The Indonesian Sugar Refineries Association expects domestic sugar consumption to rise from 5.1m MT to 5.7m MT this year.
Petra could face competition
The Indonesian chocolate market is almost triple the value of the sugar and gum confectionery segment and is dominated by Asian firm Petra Foods, according to by Mintel’s Global Market Navigator.
Over two-thirds of Singapore-based Petra Foods’ consumer goods sales come in Indonesia through brands such as SilverQueen and Ceres so the company could be poised to make big gains from rising Indonesian sugar consumption. However, it has reason to be weary of interested outsiders.
“What is interesting for multinationals is the chance to gain share in the fast growing and dynamic market,” said Marcia Mogelonsky, director of insight at Mintel told this site.
Mondelez and Nestlé together hold less than 10% of the chocolate market and could be looking to grow their share. Indeed, Mondelez identified the Indonesia as a ‘Next Wave’ market for chocolate at a conference last year.
Perfetti Van Melle is the country’s second largest player in the more fragmented gum and candy behind local company Mayora Indah and could also seek to profit for rising sugar consumption.
Indonesia: A nation of ‘candy eaters’
Mintel valued the Indonesian confectionery market at $1.2bn in 2012 and expects it to grow 22% by 2014.
“Indonesia is a great market for confectionery, as the country is growing and has a large population of ‘candy eaters’ – Indonesians in general love sweets, and the younger demographics are always more enthusiastic about sweets than are their older counterparts…No wonder Petra is anxious to capitalize on the country’s growing sweet tooth.” said Mogelonsky.
Cargill also sees great potential in the country and is currently constructing a $100m cocoa processing plant in Gresik, due to be operational by mid-2014.

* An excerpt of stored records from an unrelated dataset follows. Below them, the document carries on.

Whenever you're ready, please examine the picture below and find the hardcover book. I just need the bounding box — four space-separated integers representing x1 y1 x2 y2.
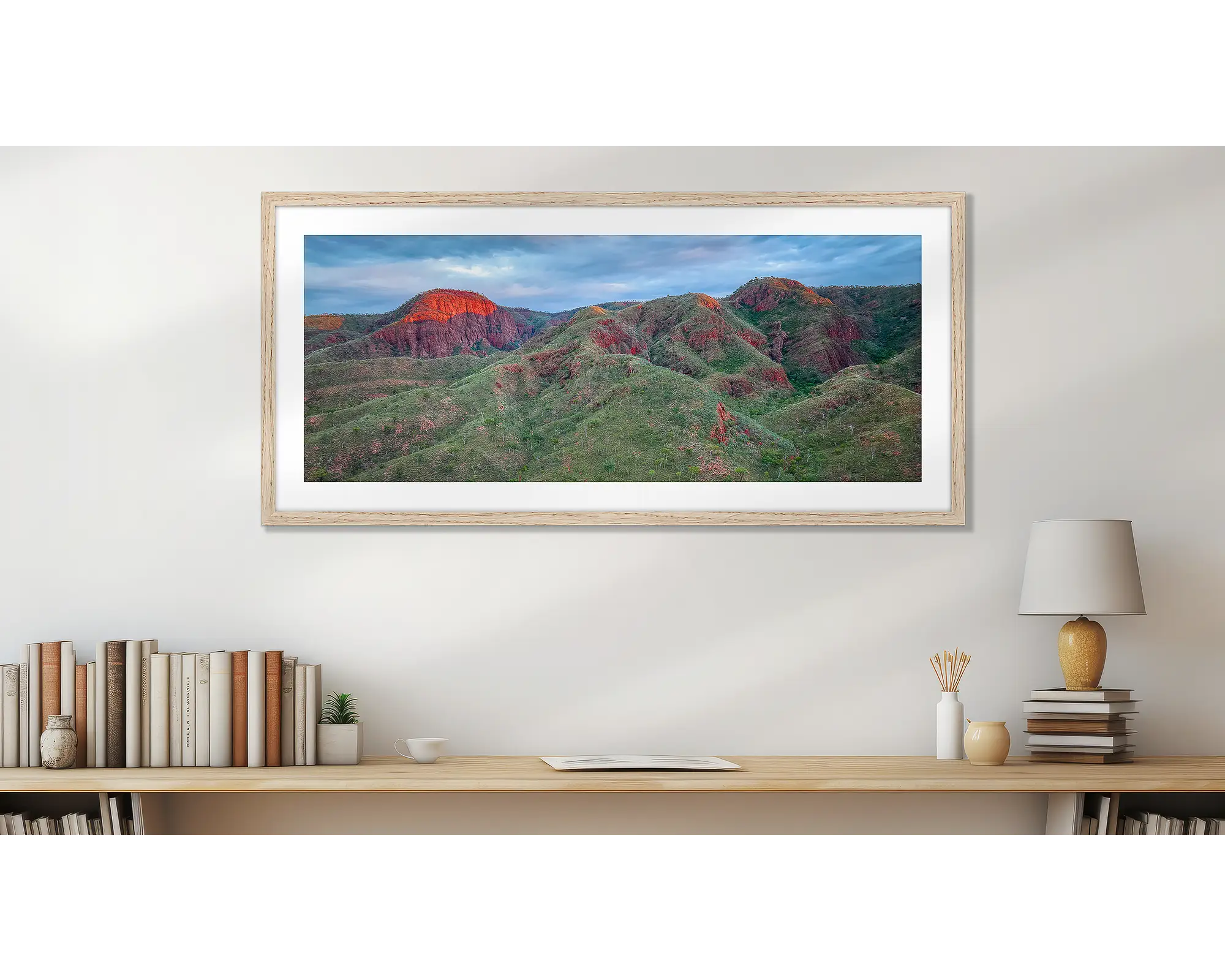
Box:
281 657 298 766
107 639 127 769
179 653 196 767
1029 751 1136 764
2 664 21 769
197 653 217 766
306 664 322 766
230 650 247 766
124 639 141 769
26 643 43 769
263 650 283 766
141 639 157 766
208 650 234 766
17 647 29 768
1025 715 1131 735
85 660 96 769
1020 701 1138 715
294 665 310 766
93 639 107 769
72 664 89 769
38 639 60 737
149 653 170 769
246 650 265 767
1029 687 1134 701
170 653 183 768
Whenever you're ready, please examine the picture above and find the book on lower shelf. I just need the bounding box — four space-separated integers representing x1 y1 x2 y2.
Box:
0 793 146 837
1022 687 1139 764
9 639 323 774
1118 810 1225 838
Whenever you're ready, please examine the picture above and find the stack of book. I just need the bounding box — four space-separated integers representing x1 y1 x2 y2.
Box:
0 639 323 768
1022 687 1138 763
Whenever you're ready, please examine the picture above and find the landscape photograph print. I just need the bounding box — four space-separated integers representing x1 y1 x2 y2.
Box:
304 234 922 483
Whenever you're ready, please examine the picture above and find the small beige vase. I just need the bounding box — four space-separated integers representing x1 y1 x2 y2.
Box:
965 722 1012 766
38 714 76 769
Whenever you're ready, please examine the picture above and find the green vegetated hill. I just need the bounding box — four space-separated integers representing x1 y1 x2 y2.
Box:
305 278 921 481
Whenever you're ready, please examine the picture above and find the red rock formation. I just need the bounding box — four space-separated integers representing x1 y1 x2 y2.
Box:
589 316 646 354
731 276 834 314
368 289 532 358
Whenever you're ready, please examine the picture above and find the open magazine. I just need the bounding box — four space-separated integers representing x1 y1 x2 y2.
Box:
540 756 740 772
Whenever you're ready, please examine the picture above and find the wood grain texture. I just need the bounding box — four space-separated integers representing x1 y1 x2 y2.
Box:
260 191 965 526
0 756 1225 793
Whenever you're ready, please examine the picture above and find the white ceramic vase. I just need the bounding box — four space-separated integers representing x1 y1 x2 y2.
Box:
315 722 364 766
936 691 965 758
38 714 76 769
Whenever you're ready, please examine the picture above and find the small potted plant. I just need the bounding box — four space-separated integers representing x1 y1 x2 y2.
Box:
317 691 363 766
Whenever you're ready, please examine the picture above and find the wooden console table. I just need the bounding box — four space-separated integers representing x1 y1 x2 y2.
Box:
7 756 1225 793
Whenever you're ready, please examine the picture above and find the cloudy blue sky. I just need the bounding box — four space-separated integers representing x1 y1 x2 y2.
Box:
305 235 921 314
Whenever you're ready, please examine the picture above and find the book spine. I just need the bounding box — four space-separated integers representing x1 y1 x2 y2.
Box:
149 653 170 769
230 650 247 766
179 653 196 766
246 650 267 767
195 653 216 766
281 655 298 766
74 664 89 769
208 650 234 767
107 639 127 769
306 664 318 766
60 639 81 725
85 660 98 769
263 650 282 766
38 641 60 737
4 664 21 769
170 653 183 767
93 639 107 769
17 647 29 768
124 639 141 769
141 639 157 766
294 664 307 766
26 643 43 769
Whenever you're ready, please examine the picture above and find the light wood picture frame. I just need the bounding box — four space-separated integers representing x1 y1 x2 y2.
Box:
261 191 965 526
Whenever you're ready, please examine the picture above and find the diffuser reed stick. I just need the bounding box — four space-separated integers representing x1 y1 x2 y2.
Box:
927 647 970 695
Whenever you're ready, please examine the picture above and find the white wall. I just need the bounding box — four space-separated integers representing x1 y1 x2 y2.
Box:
0 145 1225 833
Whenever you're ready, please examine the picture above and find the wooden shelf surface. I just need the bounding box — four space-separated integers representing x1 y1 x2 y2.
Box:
0 756 1225 793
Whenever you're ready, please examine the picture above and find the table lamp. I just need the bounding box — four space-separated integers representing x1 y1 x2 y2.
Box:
1020 521 1144 691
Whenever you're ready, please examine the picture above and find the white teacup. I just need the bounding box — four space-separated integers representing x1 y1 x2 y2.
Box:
391 739 448 763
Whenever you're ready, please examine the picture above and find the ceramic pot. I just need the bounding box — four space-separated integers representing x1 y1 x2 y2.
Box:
965 722 1012 766
936 691 965 758
315 722 364 766
38 714 76 769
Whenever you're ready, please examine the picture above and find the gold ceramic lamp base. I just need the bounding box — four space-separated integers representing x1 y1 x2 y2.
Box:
1060 616 1106 691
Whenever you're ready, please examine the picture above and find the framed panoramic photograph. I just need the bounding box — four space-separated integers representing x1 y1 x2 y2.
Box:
261 192 965 524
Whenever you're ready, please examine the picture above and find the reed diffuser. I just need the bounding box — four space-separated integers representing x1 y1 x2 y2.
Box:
927 647 970 760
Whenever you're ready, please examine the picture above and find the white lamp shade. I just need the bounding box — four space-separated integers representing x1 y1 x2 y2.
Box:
1020 521 1144 616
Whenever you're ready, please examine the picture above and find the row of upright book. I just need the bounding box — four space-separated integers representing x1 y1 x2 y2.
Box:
0 793 145 837
1022 687 1139 763
1118 810 1225 837
0 639 323 768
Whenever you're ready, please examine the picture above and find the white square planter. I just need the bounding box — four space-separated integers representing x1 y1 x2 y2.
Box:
315 722 363 766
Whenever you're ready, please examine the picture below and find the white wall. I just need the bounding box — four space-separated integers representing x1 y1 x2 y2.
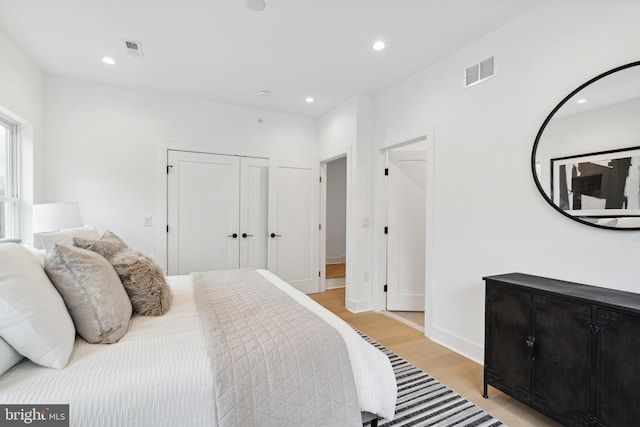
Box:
0 28 44 243
46 76 317 255
374 0 640 360
326 156 347 264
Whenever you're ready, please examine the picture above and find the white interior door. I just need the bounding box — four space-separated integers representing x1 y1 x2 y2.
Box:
240 157 269 269
167 150 241 274
387 151 427 311
269 161 320 293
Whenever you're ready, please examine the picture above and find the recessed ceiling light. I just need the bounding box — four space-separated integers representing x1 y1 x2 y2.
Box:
244 0 266 12
371 40 387 50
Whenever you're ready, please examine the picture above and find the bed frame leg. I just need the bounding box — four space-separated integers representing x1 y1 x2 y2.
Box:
361 412 378 427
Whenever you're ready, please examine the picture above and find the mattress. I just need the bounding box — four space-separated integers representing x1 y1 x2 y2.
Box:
0 271 396 427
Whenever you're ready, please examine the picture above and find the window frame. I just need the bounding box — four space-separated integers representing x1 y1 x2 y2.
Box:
0 114 20 238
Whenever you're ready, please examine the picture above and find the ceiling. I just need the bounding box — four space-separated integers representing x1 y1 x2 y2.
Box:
0 0 543 117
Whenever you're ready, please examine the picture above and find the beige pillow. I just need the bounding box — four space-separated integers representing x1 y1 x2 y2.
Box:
73 230 128 260
111 248 172 316
45 245 132 344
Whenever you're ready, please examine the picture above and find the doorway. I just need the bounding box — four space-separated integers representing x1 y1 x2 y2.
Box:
385 141 427 331
325 156 347 289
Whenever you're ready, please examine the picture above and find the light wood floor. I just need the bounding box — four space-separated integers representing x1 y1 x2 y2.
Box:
325 264 347 279
310 289 560 427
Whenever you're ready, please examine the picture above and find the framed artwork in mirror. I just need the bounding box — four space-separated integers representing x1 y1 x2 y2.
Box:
550 146 640 223
531 61 640 231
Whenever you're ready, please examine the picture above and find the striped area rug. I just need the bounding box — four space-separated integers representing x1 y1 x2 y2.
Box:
358 331 505 427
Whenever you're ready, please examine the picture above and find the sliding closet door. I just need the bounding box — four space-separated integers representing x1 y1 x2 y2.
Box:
239 157 269 269
167 150 241 274
269 162 320 293
387 151 427 311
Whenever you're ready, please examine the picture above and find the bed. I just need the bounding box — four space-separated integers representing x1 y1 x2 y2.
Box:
0 236 397 426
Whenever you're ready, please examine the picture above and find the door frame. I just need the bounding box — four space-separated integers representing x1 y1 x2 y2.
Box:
372 134 435 336
319 146 355 298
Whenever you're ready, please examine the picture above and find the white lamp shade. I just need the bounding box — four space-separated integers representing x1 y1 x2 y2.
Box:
244 0 265 12
33 202 84 233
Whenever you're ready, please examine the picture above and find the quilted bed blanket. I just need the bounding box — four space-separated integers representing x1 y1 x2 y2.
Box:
191 270 361 427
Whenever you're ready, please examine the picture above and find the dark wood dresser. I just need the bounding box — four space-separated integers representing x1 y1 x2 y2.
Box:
484 273 640 427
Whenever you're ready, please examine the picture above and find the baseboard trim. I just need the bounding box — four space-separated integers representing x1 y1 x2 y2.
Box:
380 310 424 333
428 325 484 365
347 299 371 313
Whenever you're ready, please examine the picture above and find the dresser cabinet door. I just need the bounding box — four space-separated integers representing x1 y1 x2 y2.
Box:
485 282 531 403
596 309 640 427
531 295 592 426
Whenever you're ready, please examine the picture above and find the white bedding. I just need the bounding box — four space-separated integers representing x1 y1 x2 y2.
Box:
0 271 396 427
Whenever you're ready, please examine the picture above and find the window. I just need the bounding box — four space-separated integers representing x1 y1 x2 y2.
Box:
0 116 18 239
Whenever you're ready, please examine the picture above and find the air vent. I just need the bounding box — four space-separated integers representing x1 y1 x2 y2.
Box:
124 40 144 59
464 56 496 87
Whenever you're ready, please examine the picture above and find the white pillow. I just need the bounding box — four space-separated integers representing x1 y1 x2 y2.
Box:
0 243 76 369
22 243 47 268
38 227 100 252
0 338 22 375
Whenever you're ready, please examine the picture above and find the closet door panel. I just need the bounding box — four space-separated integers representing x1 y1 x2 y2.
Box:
240 157 269 269
269 161 320 293
167 150 241 274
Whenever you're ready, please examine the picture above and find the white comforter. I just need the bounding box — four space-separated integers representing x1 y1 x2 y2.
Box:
0 271 396 427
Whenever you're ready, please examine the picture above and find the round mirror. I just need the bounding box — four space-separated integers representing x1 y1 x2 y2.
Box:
531 61 640 230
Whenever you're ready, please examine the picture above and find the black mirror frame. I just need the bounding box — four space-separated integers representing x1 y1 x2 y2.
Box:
531 61 640 231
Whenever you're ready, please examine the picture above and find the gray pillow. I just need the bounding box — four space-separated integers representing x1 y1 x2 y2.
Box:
45 244 132 344
111 248 172 316
0 243 76 369
73 230 128 261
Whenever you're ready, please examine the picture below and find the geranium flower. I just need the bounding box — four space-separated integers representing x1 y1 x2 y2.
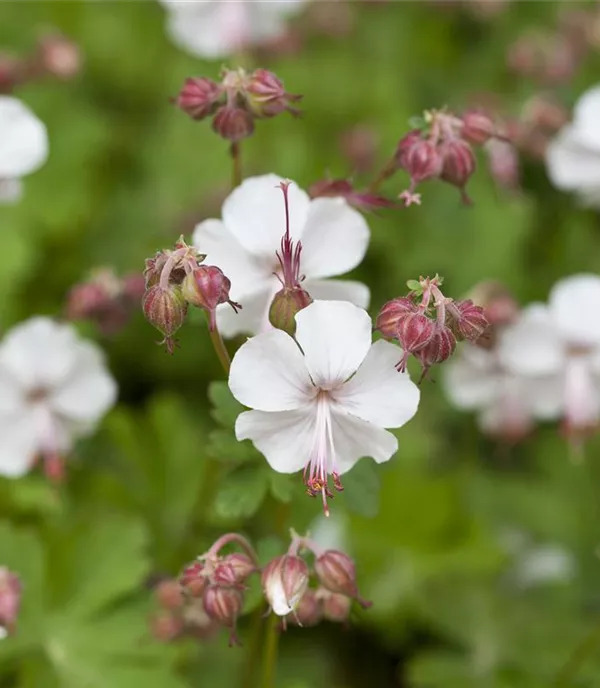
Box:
160 0 306 59
498 275 600 430
0 317 117 478
192 174 369 337
546 86 600 208
0 96 48 203
229 301 419 514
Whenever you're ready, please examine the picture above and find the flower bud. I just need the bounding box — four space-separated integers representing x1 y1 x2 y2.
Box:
212 105 254 143
446 299 489 342
179 561 208 597
375 296 417 339
289 588 323 627
321 590 352 623
245 69 302 118
262 554 309 616
142 284 187 353
461 110 495 146
154 580 183 609
213 552 256 586
174 77 221 120
269 287 312 337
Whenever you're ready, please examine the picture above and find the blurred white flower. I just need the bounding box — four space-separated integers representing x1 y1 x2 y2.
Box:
160 0 306 59
0 96 48 203
229 301 419 514
498 275 600 430
0 317 117 478
192 174 369 337
546 86 600 208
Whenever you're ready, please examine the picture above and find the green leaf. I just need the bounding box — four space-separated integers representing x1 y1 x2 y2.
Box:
208 381 244 428
213 466 268 521
343 459 380 518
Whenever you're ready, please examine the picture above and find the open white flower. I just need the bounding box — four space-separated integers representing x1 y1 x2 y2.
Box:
0 96 48 203
229 301 419 513
546 86 600 208
192 174 369 337
499 275 600 429
0 317 117 478
160 0 306 59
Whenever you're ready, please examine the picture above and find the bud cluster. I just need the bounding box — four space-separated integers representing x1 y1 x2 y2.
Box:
142 237 241 353
394 110 502 206
65 268 144 336
173 68 302 143
376 275 488 379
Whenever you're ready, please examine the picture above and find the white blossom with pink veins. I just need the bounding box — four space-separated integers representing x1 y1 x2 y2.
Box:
0 96 48 203
546 85 600 208
229 301 419 514
498 274 600 430
160 0 306 59
192 174 370 337
0 317 117 478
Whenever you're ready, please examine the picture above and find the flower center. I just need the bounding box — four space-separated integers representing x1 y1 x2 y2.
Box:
304 389 344 516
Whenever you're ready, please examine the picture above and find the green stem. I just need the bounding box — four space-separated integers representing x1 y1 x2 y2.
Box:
261 614 279 688
209 325 231 376
554 626 600 688
231 141 242 189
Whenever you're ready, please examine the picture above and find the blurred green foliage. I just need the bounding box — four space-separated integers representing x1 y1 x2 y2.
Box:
0 0 600 688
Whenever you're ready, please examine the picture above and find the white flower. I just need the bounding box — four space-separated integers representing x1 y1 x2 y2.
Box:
546 86 600 208
229 301 419 513
160 0 306 59
0 96 48 203
499 275 600 429
192 174 369 337
0 317 117 478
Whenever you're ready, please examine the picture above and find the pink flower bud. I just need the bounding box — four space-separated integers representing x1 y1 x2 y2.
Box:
262 554 309 616
181 265 241 330
174 77 221 120
446 299 489 342
213 552 256 586
212 105 254 143
289 588 323 627
269 287 312 336
440 139 477 205
245 69 302 118
154 580 183 609
461 110 495 146
142 284 187 354
375 296 417 339
319 590 352 623
179 561 208 597
315 549 371 609
0 566 21 633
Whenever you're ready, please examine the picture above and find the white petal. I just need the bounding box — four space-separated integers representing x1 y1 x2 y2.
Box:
331 410 398 475
498 304 564 375
0 96 48 178
301 198 370 278
0 413 39 478
302 279 371 308
223 174 310 258
296 301 371 389
229 330 316 411
235 404 315 473
333 340 420 428
192 220 276 301
548 274 600 346
217 280 279 338
546 125 600 191
444 345 501 409
48 342 117 423
0 317 77 388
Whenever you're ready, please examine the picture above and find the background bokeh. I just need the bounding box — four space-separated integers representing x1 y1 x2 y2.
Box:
0 0 600 688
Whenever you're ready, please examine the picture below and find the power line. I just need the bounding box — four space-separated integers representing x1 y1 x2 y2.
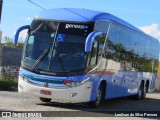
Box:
39 0 52 8
28 0 46 10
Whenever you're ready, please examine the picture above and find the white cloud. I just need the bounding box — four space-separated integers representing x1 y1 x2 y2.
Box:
140 23 160 40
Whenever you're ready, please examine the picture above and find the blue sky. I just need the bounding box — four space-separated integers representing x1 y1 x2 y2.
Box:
0 0 160 39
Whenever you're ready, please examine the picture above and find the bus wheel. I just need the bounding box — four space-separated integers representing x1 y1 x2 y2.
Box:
135 83 146 100
39 97 51 102
88 85 103 108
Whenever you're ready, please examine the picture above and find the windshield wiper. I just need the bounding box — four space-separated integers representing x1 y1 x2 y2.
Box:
48 41 65 75
31 42 51 70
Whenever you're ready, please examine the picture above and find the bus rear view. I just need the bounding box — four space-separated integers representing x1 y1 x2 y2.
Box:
14 9 159 107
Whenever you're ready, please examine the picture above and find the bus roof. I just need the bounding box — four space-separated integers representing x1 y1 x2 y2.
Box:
39 8 159 41
39 8 142 32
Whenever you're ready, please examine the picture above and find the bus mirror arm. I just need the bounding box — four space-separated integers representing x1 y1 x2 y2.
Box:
85 31 102 52
13 25 30 44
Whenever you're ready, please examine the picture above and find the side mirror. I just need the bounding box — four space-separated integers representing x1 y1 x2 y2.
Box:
85 31 102 52
13 25 30 44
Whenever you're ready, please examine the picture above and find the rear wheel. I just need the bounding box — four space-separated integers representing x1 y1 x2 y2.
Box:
135 82 147 100
39 97 51 102
88 86 103 108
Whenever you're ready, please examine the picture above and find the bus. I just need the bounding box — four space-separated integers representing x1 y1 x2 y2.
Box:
14 8 159 107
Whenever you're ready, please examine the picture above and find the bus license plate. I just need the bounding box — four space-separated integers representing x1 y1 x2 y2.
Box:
40 90 51 95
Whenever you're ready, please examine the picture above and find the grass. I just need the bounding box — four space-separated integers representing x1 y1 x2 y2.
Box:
0 77 18 91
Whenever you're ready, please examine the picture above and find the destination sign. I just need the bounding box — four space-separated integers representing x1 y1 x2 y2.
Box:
58 22 94 36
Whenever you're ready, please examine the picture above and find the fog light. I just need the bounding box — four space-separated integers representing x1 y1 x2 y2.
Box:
71 93 77 97
19 84 23 90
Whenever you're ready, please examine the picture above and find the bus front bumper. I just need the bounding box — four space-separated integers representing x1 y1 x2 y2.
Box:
18 78 92 103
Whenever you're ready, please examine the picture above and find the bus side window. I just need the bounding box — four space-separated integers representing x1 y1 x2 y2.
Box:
90 41 99 65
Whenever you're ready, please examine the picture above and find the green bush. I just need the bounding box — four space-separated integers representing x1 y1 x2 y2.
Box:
0 77 18 91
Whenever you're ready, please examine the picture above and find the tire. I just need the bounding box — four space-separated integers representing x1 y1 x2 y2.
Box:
39 97 51 102
135 83 147 100
88 86 103 108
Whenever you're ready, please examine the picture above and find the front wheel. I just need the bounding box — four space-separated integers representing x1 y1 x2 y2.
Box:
39 97 51 102
88 86 103 108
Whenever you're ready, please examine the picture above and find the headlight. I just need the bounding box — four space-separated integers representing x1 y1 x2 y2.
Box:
19 74 31 81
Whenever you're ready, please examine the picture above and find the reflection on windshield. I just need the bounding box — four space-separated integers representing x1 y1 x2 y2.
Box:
22 32 87 72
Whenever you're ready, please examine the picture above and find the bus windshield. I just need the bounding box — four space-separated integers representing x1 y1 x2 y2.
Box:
22 32 87 72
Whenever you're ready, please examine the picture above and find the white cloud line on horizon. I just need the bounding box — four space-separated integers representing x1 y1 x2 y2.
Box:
139 23 160 41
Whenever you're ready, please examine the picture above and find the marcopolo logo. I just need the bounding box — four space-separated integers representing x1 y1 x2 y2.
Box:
65 24 88 29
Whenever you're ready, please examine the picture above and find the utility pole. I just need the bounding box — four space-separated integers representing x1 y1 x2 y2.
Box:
0 0 3 43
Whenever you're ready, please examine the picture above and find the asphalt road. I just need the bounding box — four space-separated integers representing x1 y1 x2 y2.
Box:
0 91 160 118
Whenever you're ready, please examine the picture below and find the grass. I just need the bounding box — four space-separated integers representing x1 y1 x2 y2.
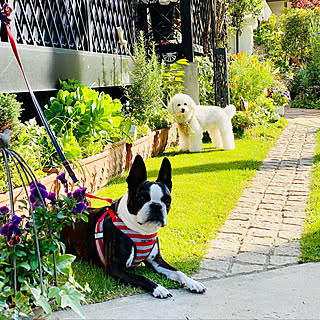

Indonesian confectionery in numbers
Growth by 2014
Sugar & gum confectionery
Source: Mintel’s Global Market Navigator.
Gifting and halal certification
World Bank figures show that the Indonesia’s middle class reached 131 million in 2010 and it is projected to reach 150 million by 2014, creating increased spending power.
“Gifting opportunities, which relate significantly to confectionery (especially chocolate confectionery) could profit from the ‘dual nature’ of the Indonesian market, where Muslim and Chinese holidays both have major significance,” said Mogelonsky.
Indonesia is the world’s most populous Muslim nation. The analyst said that this could mean halal certification could shape the battle for market share in Indonesia, to the advantage of local firms.
“The ability to obtain halal certification may be easier for local companies than for multinationals, since the local companies already have access to local certifiers.
“I am not sure how this will play out, since the halal regulations are in flux, but it is something that may have an impact, and may especially affect chewing gum, which may require reformulation to suit halal regulations.”